Examining dietary habits through urine

Bakker says he collected – due to lack of funding for nutrition questionnaires- 24h-urine samples in his first cohort. ‘’It started as an emergency solution, but it turned out to be a good idea in the end. Nowadays 24h-urine is the golden standard in nutritional research, as you can see exactly what someone has eaten in terms of protein, sodium, potassium, iodine for example.’’

Prevention: biofeedback at the outpatient clinic

Patients that participated in this study do have profited quite a bit themselves already. "Currently, at the outpatient clinic Transplant Medicine at the UMCG, we pay a lot of attention to health behavior." Bakker created a special form of biofeedback – i.e. educating patients about healthy behavior by showing signals of their own body. “It is now standard clinical practice to ask patients to collect 24 h urine samples. We will inform them about the urine test results, and we can tell them whether they have eaten healthy, how their muscle mass is growing, and things like that."
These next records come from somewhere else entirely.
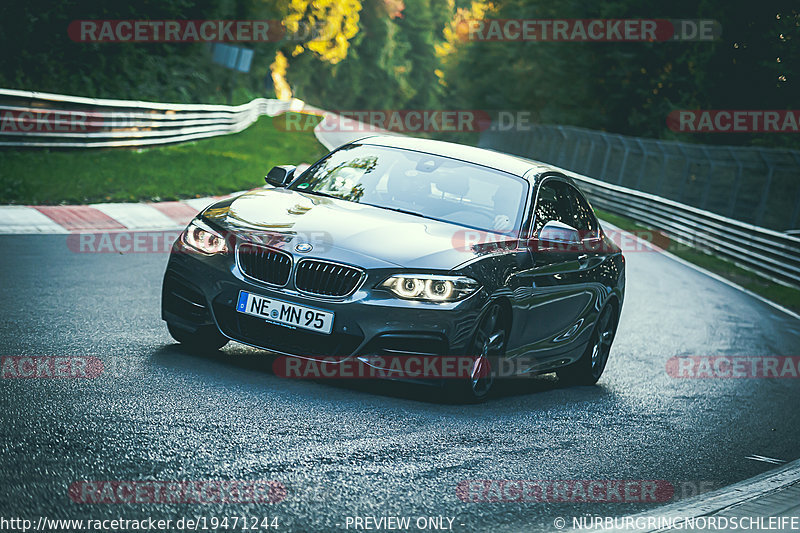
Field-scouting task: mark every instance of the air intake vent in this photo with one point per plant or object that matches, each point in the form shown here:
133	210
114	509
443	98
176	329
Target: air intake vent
327	279
264	264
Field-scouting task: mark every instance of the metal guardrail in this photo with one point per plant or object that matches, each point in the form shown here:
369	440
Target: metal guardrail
770	253
755	185
32	119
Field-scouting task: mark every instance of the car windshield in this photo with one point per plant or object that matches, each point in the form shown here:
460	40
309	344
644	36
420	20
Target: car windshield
427	185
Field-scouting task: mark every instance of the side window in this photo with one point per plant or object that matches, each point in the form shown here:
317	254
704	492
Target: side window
583	218
553	203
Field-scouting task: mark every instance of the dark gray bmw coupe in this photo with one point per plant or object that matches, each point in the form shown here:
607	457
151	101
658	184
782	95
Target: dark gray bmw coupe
410	247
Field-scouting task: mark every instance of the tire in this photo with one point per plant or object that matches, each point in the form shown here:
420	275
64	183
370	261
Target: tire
489	342
205	339
588	369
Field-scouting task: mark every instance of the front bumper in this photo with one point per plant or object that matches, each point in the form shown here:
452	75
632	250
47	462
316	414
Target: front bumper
201	291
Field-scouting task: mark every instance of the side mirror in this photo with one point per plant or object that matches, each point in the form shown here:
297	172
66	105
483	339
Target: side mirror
280	176
557	234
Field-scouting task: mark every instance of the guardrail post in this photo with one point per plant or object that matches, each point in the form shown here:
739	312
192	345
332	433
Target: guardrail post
602	175
736	184
707	186
624	161
762	205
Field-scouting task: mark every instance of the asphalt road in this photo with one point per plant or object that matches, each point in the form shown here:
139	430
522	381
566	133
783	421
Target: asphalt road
383	449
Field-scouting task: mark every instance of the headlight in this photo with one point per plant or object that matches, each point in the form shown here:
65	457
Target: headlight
431	287
203	239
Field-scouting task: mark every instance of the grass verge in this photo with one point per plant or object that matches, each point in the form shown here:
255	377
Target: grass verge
215	166
788	297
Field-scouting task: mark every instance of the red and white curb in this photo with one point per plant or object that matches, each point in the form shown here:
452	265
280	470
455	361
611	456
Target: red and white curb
57	219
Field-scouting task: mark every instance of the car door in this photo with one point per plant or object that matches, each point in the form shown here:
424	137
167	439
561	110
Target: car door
552	296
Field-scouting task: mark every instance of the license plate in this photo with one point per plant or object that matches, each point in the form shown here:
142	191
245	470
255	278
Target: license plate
285	313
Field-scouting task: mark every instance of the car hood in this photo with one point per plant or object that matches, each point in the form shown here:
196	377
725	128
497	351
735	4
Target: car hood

Multidisciplinary collaboration

A benefit of a database is that the relationship between different predictors can be extensively investigated. Sometimes not one factor, but a combination of them, predicts the future . Or, you discover that a specific advice like ‘eat nuts’ works better than a broad advice like ‘have a varied diet’. This requires a lot of cooperation within and outside the UMCG. “You have to learn to speak each other's language, maintain good relations, and give each other room for each other's own expertise,” says Bakker.

See opportunities

Sometimes you start working with partners that may not seem obvious. Bakker, for example, works together with the company DSM, which is involved in animal nutrition, among other things. Reducing the use of antibiotics in chickens and pigs is an important goal for them. Animals often receive anitbiotics because they often have diarrhea.
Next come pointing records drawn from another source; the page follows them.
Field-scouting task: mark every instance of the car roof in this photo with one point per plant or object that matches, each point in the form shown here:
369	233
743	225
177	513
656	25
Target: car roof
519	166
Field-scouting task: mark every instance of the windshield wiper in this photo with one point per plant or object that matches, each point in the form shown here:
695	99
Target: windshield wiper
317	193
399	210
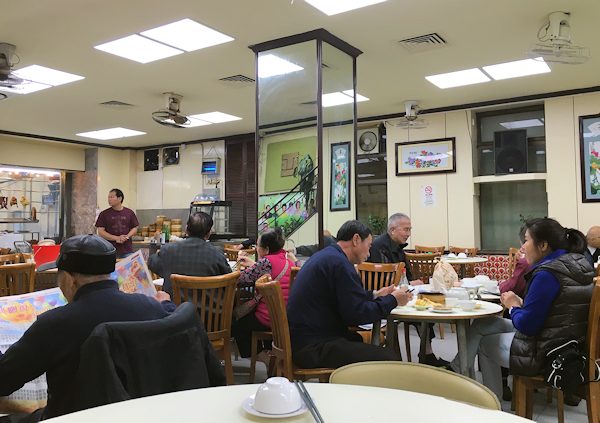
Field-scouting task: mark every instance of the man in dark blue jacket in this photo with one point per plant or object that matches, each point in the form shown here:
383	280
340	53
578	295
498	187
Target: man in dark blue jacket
328	296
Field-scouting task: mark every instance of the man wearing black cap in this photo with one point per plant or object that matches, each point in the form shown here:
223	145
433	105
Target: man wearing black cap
52	343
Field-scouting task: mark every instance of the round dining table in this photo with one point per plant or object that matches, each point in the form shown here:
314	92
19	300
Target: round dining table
336	403
462	320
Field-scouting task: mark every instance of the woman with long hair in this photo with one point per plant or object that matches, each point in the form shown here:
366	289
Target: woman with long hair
273	260
553	311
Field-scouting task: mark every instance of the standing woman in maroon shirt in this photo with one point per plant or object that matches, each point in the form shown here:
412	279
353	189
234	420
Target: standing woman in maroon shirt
118	224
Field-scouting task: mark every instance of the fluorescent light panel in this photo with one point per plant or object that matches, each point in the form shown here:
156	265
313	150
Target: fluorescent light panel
271	65
187	35
517	68
458	78
527	123
215	117
111	133
138	48
333	7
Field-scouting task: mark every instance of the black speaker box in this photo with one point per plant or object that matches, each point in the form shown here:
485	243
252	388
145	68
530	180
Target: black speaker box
510	151
151	160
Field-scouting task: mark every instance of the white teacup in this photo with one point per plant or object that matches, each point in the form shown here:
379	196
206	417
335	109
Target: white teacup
277	396
467	305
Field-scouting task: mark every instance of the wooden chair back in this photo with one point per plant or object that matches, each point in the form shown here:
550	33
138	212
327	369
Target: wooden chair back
282	346
422	265
513	257
375	276
421	249
17	278
213	297
10	258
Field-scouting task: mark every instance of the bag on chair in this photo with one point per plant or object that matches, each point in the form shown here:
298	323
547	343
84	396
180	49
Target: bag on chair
248	306
566	367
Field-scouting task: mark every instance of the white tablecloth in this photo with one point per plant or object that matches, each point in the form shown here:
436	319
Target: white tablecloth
337	403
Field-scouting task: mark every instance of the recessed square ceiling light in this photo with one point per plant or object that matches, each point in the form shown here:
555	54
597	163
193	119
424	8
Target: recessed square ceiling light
25	88
215	117
517	68
458	78
111	133
44	75
527	123
271	65
138	48
187	35
333	7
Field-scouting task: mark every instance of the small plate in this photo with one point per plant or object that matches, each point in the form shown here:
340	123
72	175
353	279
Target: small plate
442	311
248	406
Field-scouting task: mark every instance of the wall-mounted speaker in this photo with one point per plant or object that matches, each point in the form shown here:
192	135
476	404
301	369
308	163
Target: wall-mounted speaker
151	160
510	151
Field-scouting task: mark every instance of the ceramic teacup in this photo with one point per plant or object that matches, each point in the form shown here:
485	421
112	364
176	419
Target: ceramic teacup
277	396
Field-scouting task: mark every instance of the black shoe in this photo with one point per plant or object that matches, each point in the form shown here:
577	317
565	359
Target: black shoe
432	360
572	400
506	393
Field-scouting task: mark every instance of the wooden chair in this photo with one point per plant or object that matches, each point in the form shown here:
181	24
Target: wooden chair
470	252
524	386
416	378
264	336
17	278
422	265
213	297
513	257
282	346
421	249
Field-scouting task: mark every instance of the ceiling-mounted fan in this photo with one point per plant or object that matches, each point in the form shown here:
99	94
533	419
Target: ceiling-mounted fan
410	120
171	115
555	42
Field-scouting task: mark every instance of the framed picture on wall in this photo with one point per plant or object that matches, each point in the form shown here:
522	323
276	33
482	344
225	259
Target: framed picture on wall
339	193
589	149
431	156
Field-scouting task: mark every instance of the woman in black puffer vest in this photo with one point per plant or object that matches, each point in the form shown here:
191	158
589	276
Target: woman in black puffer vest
553	311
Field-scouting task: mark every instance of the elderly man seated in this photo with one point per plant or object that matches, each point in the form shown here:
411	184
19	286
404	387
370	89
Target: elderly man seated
328	296
52	344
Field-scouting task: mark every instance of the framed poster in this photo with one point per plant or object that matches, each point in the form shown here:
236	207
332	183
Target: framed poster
339	193
431	156
589	149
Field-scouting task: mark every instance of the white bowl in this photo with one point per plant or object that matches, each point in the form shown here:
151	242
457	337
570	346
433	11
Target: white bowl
467	305
277	396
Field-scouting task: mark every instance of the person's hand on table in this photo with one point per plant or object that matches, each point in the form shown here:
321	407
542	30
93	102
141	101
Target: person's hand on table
162	296
402	295
510	299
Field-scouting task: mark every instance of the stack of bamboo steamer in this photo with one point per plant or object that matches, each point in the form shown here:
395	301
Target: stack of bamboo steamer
176	227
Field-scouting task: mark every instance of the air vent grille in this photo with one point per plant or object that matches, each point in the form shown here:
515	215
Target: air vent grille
423	42
238	78
116	104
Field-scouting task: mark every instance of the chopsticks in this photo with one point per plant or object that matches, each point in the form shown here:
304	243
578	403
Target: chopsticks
308	401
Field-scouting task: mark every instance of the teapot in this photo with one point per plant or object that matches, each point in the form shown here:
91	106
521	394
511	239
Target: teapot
458	293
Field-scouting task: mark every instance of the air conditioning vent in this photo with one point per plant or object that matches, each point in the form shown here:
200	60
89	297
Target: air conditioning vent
423	42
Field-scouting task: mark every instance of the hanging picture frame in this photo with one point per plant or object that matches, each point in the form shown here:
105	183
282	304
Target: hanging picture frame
339	193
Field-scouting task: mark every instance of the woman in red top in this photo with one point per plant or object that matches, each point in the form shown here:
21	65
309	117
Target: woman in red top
273	260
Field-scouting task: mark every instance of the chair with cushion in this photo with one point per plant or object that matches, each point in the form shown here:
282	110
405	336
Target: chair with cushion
421	249
470	252
264	336
282	345
416	378
17	278
129	360
213	297
524	386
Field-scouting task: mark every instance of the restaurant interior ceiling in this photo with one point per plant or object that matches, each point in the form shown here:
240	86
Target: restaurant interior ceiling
62	34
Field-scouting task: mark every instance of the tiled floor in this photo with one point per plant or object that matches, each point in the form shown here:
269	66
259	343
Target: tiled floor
446	348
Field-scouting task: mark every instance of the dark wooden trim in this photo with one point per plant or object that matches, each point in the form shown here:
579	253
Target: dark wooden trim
316	34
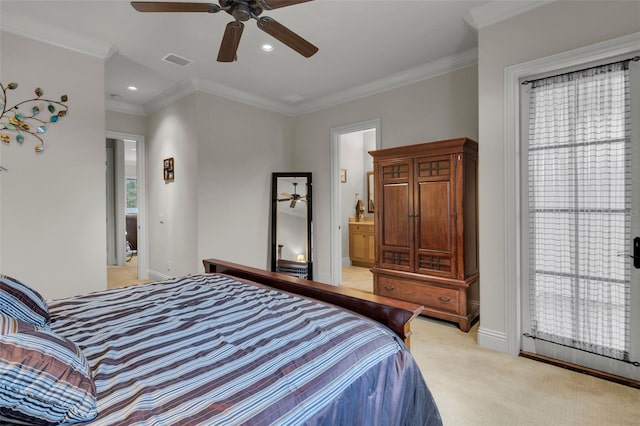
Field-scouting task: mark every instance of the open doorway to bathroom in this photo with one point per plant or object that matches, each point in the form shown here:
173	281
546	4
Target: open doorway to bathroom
352	185
126	249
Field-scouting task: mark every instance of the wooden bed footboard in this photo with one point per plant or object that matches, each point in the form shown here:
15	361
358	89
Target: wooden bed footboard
395	314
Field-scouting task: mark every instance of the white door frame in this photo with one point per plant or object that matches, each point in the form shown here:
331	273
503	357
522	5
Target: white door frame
336	232
143	238
513	76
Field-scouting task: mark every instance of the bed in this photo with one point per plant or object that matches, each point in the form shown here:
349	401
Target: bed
226	347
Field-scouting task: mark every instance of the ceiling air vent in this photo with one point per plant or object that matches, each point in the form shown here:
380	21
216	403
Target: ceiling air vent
177	60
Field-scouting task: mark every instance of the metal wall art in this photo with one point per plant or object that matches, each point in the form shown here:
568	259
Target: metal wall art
168	169
30	116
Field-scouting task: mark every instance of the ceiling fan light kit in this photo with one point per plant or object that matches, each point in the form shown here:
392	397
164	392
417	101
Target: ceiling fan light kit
241	10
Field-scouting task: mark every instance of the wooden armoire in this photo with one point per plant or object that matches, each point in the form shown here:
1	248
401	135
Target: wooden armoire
426	227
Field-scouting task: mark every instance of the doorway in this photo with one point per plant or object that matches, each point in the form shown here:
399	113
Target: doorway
127	254
350	163
580	200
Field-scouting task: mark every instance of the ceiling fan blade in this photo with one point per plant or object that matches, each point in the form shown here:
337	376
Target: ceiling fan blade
170	6
275	4
286	36
230	42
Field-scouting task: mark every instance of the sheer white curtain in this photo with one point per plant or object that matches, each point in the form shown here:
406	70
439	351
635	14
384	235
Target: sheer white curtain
579	209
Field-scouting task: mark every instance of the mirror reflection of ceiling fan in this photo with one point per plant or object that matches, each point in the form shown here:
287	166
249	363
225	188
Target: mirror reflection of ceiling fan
294	198
241	10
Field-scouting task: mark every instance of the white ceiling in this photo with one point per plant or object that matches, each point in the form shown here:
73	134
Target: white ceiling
364	47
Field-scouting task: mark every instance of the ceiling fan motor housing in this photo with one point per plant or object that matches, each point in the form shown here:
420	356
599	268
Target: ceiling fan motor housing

Diarrhea is also a major problem for transplant patients. Patients often don't mention it themselves, but it is persistent and very disabling. Bakker: “So I spotted an opportunity. Normally we use lab animals to solve problems in humans, but this time we had a human model for a problem in animals. By now comparing people with and without diarrhea, we hope to be able to find nutrition to reduce the symptoms of diarrhea.”

International

Next to to all possible collaborations within the UMCG, international collaboration is broadly structured. A nice confirmation of the approach of TransplantLines is that scientists have now organised themselves internationally to collaborate in research into nutrition in kidney patients: Bakker is on the board of the European Renal Nutrition Working Group.